Based on the 2008 novel, Mudbound is as close to literary as a film can get. A selection of characters tie the film together with their individual voice-over narration, dividing the film into natural chapters. Director Dee Rees’s second feature film is a stunning, harrowing tale of life in Mississippi for two men, following their return from service in World War Two. Both men face challenges upon their return, suddenly surrounded by family and acres of deprived farm land. One man in running from the demons of war whilst another pines for the love he left behind. An immediate friendship ignites between the two men who can relate to one another’s experiences and struggles. Jamie is white, returning to his brother’s farm – now turning to the bottle to keep both his PTSD and his feelings for his sister-in-law at bay. Ronsel is black and, after several years serving as a respected sergeant, he returns to a life filled with prejudice and danger, longing to return to a continent who welcomed him with open arms. Now, he’s asked to use the back entrance to shops and battles with his father who encourages him to step away from fights – something that now feels unnatural to him. Both men return to the same place, same farm but very different lives – each a result of a broken, racially-divided, America. Rees expertly guides a handful of astounding actors, all framed by the breathtaking cinematography of Rachel Morrison. With predictions that it could be the first Academy Award nominee for Netflix, the film has had a limited cinema release as well as being available on the popular subscription platform. If you’re lucky enough to see it on the big screen, please ensure you do – I wasn’t as lucky. Despite the limits of the screen size, the film’s bold characterisations, raw misery and vulnerable performances maintain a sense of the cinematic.
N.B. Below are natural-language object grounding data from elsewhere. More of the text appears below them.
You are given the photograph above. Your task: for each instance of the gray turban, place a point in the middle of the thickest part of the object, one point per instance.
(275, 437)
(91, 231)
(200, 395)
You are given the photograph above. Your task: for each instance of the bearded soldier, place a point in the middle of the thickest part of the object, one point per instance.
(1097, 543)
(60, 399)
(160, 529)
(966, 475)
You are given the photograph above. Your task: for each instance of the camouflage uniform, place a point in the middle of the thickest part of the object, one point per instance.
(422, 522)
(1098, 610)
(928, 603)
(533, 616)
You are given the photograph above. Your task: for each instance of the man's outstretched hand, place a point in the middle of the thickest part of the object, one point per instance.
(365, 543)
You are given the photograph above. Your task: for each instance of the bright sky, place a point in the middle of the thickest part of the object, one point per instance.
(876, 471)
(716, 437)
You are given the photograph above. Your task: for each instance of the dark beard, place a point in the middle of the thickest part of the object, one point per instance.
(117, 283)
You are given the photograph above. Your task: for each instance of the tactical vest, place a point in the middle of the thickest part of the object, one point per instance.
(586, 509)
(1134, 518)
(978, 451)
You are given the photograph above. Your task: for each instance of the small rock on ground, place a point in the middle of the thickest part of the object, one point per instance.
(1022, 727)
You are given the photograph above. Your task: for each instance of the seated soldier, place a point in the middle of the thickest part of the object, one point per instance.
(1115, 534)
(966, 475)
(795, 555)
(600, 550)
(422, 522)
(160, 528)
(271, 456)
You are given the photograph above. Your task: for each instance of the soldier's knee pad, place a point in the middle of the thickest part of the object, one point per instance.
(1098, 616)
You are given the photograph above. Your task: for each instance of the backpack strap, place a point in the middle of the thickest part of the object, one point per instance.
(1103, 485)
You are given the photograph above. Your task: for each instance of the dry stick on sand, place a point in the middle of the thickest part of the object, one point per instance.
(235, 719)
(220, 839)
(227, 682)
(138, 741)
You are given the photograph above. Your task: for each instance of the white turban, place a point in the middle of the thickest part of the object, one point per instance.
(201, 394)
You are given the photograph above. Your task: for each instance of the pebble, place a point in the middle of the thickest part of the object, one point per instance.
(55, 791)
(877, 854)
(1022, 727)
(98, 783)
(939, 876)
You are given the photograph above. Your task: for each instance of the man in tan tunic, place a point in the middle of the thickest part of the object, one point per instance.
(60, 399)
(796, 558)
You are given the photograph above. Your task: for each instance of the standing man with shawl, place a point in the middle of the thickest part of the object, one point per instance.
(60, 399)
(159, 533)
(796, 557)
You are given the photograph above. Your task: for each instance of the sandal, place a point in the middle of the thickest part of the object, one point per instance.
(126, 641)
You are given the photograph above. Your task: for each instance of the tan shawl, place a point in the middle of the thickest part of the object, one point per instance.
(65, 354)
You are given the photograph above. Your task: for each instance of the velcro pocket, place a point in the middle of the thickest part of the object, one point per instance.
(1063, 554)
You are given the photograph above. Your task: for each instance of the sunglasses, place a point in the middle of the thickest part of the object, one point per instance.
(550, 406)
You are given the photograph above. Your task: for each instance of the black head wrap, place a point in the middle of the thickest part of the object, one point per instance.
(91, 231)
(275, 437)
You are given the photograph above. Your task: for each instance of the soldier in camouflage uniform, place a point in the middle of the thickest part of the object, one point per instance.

Women are the heart of Mudbound, almost always suffering from the horrors and errors of men. Mary J. Blige is best known for her career in music but is certainly no stranger to acting. She turns in a performance filled with love and conviction as a compassionate wife. Carey Mulligan’s role is that of a frustrated wife but both women are devoted mothers. Once again race vastly impacts on their experiences and their children’s. Mulligan brings the same impactful quietness that she demonstrated in Never Let Me Go, her character’s sorrow always shown in her eyes. Jason Mitchell, who sprung to stardom in Straight Outta Compton, demonstrates the same raw emotion and fire he brought to the role of gangster rapper Eazy-E but also shows us just how refined an actor he is in Mudbound. Meanwhile Jonathan Banks replaces his usual ‘gruff and gentle’ for the most volatile and monstrous of bullies – consumed by bitterness, racism and venom. Mudbound is a film about a very specific time in American history which I’d personally never previously considered. The importance of race to the characters and their outcomes is pivotal – making Mudbound a historic but painfully relevant film which resonates far too much with the current, deeply concerning landscape of America.

Thanks for reading and let’s all keep supporting our beloved film industry.